There was this guy named Buddha. He realized that people can be really selfish and sometimes really stupid. They get upset because their lives are really sucky and all they did was blame other people for their problems. He felt bad and tried to figure it out. Aside from the inevitables like, birth, growth, illness, and death, he figured out there was a way to not be so affected by the situations that life presented. He presented four absolute (noble) truths and 8 ways to realize them.

4 noble truths:

1. life can suck.

2. it sucks because we get attached to the stuff that we imagine makes our selves "unique" and "special."

3. There is a way to not be affected by the suckness.

4. If we open our eyes and follow eight simple methods, we can be freed from letting the suckness affect us.

8 fold path:

No one is absolute nor omnipotent. We're all pretty ignorant.

If you don't learn to stop and say, "hey, i don't know" you're not going to change yourself in a way that's going to free you from the suckness.

Don't open your mouth without considering wtf it's going to sound like to the person on the receiving end.

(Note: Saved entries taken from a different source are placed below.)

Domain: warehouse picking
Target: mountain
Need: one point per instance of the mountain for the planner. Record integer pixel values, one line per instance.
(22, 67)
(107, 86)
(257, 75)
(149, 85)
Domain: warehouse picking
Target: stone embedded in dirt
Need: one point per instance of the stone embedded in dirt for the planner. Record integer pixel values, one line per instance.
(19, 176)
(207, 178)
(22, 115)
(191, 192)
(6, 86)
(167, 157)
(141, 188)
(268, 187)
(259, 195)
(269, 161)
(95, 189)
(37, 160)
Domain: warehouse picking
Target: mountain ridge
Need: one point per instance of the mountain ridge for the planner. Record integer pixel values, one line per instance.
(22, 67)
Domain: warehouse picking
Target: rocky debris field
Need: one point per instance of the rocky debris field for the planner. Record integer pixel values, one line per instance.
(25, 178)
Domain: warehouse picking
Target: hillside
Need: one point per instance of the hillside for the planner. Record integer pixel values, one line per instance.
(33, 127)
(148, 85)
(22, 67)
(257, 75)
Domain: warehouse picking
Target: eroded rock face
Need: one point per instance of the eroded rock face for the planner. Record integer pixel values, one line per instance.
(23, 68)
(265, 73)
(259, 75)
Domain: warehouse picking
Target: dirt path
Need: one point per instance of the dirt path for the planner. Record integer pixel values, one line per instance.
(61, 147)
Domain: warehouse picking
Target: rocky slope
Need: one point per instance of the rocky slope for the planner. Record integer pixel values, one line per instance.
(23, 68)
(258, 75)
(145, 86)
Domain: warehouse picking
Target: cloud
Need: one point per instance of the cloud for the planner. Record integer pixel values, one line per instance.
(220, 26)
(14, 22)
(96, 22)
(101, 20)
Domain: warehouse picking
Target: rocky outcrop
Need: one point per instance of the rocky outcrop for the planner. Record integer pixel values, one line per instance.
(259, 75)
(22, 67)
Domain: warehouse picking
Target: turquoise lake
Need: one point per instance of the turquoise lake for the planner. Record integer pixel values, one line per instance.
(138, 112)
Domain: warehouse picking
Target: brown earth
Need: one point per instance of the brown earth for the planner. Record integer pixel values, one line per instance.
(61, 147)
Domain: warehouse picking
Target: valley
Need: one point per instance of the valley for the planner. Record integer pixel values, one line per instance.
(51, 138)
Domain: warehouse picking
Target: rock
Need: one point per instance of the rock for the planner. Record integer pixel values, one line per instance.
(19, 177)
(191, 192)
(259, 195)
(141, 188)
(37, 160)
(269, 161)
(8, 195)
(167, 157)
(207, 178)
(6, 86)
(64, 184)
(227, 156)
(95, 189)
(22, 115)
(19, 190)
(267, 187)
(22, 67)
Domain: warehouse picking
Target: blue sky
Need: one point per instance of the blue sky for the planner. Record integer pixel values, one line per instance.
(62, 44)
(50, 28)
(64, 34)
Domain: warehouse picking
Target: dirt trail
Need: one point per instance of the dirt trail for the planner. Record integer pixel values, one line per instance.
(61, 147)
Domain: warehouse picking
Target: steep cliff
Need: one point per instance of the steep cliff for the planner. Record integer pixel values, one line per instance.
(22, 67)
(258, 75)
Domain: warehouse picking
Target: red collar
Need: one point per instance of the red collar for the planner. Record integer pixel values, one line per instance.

You're not the center of the universe. Your actions not only affect everything around you, they can affect everything around the people around you. Don't do stupid shit that's going to hurt other people or yourself.

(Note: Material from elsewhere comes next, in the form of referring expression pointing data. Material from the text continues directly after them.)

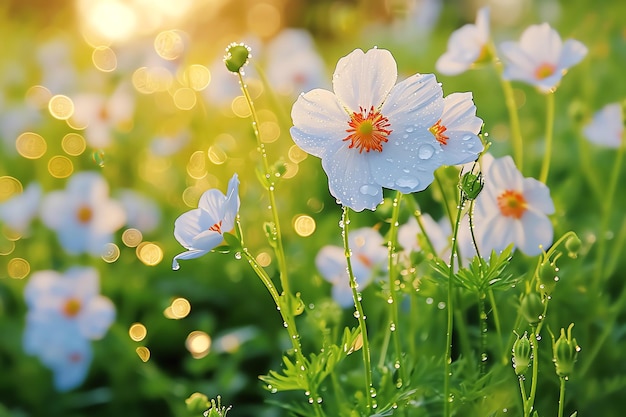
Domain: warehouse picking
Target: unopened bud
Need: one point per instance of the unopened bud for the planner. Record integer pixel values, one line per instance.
(565, 353)
(237, 56)
(532, 308)
(521, 354)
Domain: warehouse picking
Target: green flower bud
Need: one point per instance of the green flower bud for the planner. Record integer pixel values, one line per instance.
(565, 353)
(547, 277)
(471, 185)
(532, 308)
(237, 56)
(197, 403)
(521, 354)
(573, 245)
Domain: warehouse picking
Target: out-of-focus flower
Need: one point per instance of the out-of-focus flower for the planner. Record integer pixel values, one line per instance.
(102, 115)
(141, 212)
(410, 235)
(65, 311)
(607, 126)
(201, 230)
(457, 130)
(293, 64)
(466, 46)
(369, 254)
(18, 212)
(540, 58)
(83, 215)
(371, 132)
(512, 209)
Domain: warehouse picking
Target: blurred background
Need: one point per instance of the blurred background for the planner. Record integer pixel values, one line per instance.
(136, 91)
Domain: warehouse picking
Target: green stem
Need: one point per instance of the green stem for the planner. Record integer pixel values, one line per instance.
(561, 396)
(393, 299)
(450, 307)
(511, 106)
(277, 235)
(545, 166)
(360, 315)
(607, 211)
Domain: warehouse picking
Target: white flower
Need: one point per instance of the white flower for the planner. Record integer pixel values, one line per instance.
(371, 133)
(369, 255)
(65, 311)
(512, 209)
(83, 215)
(466, 46)
(101, 116)
(540, 58)
(607, 126)
(457, 130)
(293, 64)
(18, 212)
(201, 230)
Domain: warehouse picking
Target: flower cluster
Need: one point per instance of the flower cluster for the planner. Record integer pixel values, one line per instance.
(65, 312)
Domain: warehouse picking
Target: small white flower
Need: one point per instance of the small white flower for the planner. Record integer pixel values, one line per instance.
(607, 126)
(65, 311)
(512, 209)
(371, 132)
(540, 58)
(457, 130)
(466, 46)
(83, 215)
(18, 212)
(201, 230)
(369, 255)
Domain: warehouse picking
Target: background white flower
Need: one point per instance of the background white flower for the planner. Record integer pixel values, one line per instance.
(512, 209)
(83, 215)
(607, 126)
(540, 58)
(369, 254)
(466, 46)
(371, 133)
(201, 230)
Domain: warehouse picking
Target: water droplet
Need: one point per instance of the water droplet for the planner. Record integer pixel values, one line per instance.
(425, 151)
(369, 189)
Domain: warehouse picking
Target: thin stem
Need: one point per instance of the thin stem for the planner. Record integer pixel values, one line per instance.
(450, 307)
(360, 315)
(561, 396)
(393, 300)
(607, 209)
(545, 166)
(277, 235)
(511, 106)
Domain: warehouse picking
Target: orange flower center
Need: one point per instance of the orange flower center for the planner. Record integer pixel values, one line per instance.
(512, 204)
(71, 307)
(84, 214)
(368, 130)
(544, 71)
(438, 130)
(217, 227)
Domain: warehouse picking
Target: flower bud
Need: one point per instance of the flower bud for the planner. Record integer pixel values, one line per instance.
(237, 56)
(573, 245)
(197, 403)
(471, 185)
(565, 353)
(532, 308)
(521, 354)
(547, 277)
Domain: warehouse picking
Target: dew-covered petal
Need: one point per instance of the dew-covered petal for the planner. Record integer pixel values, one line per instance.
(350, 180)
(364, 79)
(319, 122)
(537, 233)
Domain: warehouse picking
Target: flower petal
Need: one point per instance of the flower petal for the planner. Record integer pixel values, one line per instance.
(364, 79)
(319, 122)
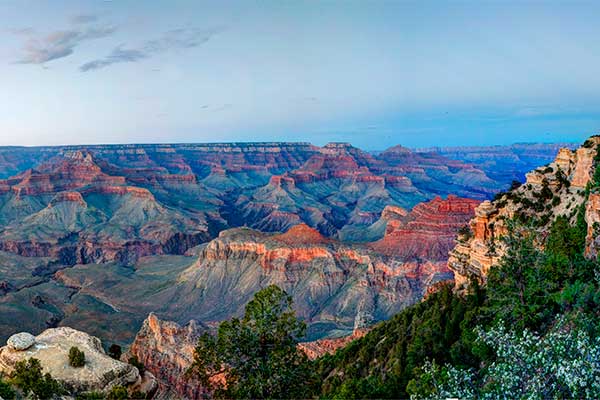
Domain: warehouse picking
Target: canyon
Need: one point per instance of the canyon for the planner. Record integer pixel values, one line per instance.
(132, 242)
(564, 187)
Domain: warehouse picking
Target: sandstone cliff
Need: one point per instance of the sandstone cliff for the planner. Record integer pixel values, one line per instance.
(167, 350)
(559, 188)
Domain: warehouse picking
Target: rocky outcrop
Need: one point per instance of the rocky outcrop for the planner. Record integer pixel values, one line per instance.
(51, 347)
(331, 283)
(167, 350)
(428, 231)
(550, 191)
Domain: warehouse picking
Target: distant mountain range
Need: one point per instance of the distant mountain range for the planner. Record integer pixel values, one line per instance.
(97, 237)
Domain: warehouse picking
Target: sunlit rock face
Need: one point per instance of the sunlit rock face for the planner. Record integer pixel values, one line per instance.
(558, 188)
(51, 347)
(167, 350)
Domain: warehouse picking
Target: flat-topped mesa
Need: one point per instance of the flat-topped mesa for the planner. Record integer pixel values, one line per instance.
(577, 166)
(336, 148)
(393, 212)
(133, 191)
(551, 191)
(283, 181)
(67, 197)
(327, 279)
(428, 231)
(301, 234)
(70, 171)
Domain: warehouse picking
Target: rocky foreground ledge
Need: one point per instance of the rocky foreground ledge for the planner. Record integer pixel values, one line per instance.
(51, 347)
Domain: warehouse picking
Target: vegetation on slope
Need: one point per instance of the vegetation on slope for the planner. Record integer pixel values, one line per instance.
(534, 326)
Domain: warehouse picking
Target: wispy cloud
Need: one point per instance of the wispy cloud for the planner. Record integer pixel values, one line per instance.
(176, 39)
(84, 19)
(118, 55)
(40, 49)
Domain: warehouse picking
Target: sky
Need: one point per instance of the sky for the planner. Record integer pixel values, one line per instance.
(372, 73)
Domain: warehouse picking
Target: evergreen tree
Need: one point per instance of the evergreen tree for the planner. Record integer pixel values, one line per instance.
(258, 354)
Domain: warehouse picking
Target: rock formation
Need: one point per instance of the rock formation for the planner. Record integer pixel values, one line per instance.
(428, 231)
(167, 350)
(51, 347)
(550, 191)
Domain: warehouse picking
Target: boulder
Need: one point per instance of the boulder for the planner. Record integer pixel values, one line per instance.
(51, 347)
(20, 341)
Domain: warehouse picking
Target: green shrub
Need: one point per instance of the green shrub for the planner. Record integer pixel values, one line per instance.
(136, 363)
(115, 351)
(6, 391)
(117, 393)
(90, 396)
(76, 357)
(28, 377)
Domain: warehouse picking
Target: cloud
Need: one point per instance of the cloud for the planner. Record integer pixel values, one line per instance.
(58, 44)
(177, 39)
(118, 55)
(84, 19)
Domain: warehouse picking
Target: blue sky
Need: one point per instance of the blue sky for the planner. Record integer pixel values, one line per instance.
(374, 73)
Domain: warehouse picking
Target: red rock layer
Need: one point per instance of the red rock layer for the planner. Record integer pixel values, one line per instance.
(167, 351)
(428, 231)
(301, 234)
(319, 348)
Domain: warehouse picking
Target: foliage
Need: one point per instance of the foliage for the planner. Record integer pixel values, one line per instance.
(90, 396)
(6, 391)
(381, 364)
(28, 377)
(136, 363)
(465, 232)
(115, 351)
(447, 346)
(117, 393)
(565, 363)
(257, 353)
(76, 357)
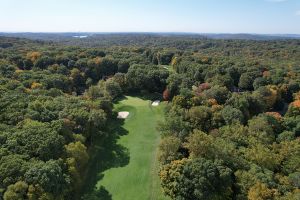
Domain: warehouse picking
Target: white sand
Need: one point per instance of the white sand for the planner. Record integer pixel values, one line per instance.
(123, 115)
(155, 103)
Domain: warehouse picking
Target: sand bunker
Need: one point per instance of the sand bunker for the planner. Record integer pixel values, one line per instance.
(155, 103)
(123, 115)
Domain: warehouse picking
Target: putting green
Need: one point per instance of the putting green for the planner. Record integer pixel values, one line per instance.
(135, 176)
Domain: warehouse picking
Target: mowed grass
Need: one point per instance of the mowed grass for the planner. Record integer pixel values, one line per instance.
(136, 178)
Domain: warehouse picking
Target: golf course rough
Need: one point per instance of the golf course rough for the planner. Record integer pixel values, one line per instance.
(137, 180)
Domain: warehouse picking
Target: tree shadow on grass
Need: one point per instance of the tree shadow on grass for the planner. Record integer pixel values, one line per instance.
(105, 155)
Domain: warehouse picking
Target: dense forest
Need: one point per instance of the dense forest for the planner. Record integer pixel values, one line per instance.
(232, 120)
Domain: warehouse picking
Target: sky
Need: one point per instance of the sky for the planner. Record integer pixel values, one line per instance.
(196, 16)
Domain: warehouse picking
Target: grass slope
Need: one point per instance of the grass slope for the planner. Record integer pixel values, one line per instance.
(131, 168)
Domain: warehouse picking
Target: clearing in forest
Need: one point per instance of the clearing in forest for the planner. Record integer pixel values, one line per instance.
(127, 164)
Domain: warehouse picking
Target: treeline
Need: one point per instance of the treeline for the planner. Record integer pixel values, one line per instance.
(55, 102)
(231, 129)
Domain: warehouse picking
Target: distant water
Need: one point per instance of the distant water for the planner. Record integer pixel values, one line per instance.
(80, 36)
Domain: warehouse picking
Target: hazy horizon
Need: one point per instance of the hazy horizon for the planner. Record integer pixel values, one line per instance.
(134, 16)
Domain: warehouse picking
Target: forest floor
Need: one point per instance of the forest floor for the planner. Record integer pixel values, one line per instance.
(125, 166)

Don't take action that's going to make life suck for other people at your benefit.

If something pisses you off, figure out if you need to fix yourself first. Otherwise,

Know the consequences of your actions, you dumb fuck. Moreover, everyone has their own reality and their own right to their own level of dumbfuckery. When you make a mistake (you will), don't be proud, admit it, and be open to remedy yourself and the situation. And when in a group take care to not act unless it benefits the group in someway.

If you don't pay attention to the task at hand you're going to have a bad time. (Stop texting and pay attention to the wheel, you dumb fuck)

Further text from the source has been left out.